I read a newspaper article the other day saying that ~40% of school leavers
have some kind of literacy or numeracy problem. I believe it too!

And people wonder why there are so few "hi-tech" workers coming from
Australia. It's kind of hard to be a credible "hi-tech" worker if you can't
put three words together sensibly :-( I make out with less electronics
skills than many (most?) of the other people in the marketplace, but my
better bullshit skills give me a competitive advantage ;-)

--
-- Lewin A.R.W. Edwards <http://www.zws.com/>
Realtime/Embedded Programmer & Embedded HW Eng
STOP RACISM! Equal rights for Danish & Swiss cheese!

### Multiplying two 16-bit numbers on 68HC11e2

>That's the simplest algorithm, but there is a faster one, which I know
>from Knuth's _Art of Computer Programming Volume 2; Seminumerical
>Algorithms_:

>to multiply 2 2n-bit numbers u and v

>u = 2^n U1 + U0
>v = 2^n V1 + V0

>where U1 and U0 are the high n bits and low n bits of u, and V1 and V0
>are the high and low halves of v.

>u * v = 2^2n U1 V1  +  2^n V1 U0  +  2^n U1 V0  +  U0 V0

>That's the simple "shoolchild" algorithm we've already covered.

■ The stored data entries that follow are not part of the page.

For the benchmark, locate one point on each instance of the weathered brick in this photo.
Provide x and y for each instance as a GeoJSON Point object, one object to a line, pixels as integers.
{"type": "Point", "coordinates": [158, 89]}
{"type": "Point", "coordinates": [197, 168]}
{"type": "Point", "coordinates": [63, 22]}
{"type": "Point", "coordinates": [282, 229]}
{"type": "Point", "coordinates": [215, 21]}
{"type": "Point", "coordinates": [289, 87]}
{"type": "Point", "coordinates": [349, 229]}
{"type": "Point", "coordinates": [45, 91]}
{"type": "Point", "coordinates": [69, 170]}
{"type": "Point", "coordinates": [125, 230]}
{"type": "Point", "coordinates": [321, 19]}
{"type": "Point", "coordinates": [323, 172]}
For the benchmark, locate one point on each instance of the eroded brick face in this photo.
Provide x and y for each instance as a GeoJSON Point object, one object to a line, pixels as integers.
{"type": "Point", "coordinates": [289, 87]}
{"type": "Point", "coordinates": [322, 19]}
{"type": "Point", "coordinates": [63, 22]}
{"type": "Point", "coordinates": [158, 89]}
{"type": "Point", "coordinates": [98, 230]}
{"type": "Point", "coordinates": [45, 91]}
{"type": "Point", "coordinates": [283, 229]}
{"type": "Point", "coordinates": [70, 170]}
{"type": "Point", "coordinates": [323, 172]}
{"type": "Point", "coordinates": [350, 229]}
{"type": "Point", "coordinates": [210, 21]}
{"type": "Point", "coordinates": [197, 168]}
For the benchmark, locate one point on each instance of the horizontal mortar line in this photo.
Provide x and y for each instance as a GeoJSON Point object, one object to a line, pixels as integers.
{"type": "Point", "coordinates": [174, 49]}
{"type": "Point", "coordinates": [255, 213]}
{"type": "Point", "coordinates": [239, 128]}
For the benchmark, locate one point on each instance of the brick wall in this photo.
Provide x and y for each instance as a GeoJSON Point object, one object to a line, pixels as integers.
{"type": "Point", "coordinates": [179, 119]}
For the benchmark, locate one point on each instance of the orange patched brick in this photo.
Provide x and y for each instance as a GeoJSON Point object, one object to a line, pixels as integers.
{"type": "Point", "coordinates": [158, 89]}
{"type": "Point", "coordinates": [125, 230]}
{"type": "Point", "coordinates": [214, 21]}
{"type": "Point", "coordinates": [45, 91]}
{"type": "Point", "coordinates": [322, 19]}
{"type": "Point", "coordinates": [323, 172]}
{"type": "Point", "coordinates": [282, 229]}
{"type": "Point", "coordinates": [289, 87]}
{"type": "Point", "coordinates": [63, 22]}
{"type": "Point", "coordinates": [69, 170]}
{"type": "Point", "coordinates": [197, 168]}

>u * v = 2^2n U1 V1  +  2^n (U1 V1 + (U1-U0)(V1-V0) + U0V0)  + U0 V0

>This looks more complex, but it only requires three multiplications
>instead of four -- the only other operations are shifts, adds and
>subtracts.

I wanted him to try the simpliest one because he already knows the
answer to his own question, he just doesn't realize it.  We learned
this simple method a long time ago and, just like tying our own shoes,
we do it automatically by rote.

The algorithm that you give would be most optimal in a ALU that
has no mul or div.  In some architectures which have a single
cycle mul, it would be not so advantagous.

Tom

### Multiplying two 16-bit numbers on 68HC11e2

Quote:>>You'll realize how easy it is if you just take a piece of
>>paper, write down two numbers that are two digits each,
>>and multiply them together.  Examine how you did it.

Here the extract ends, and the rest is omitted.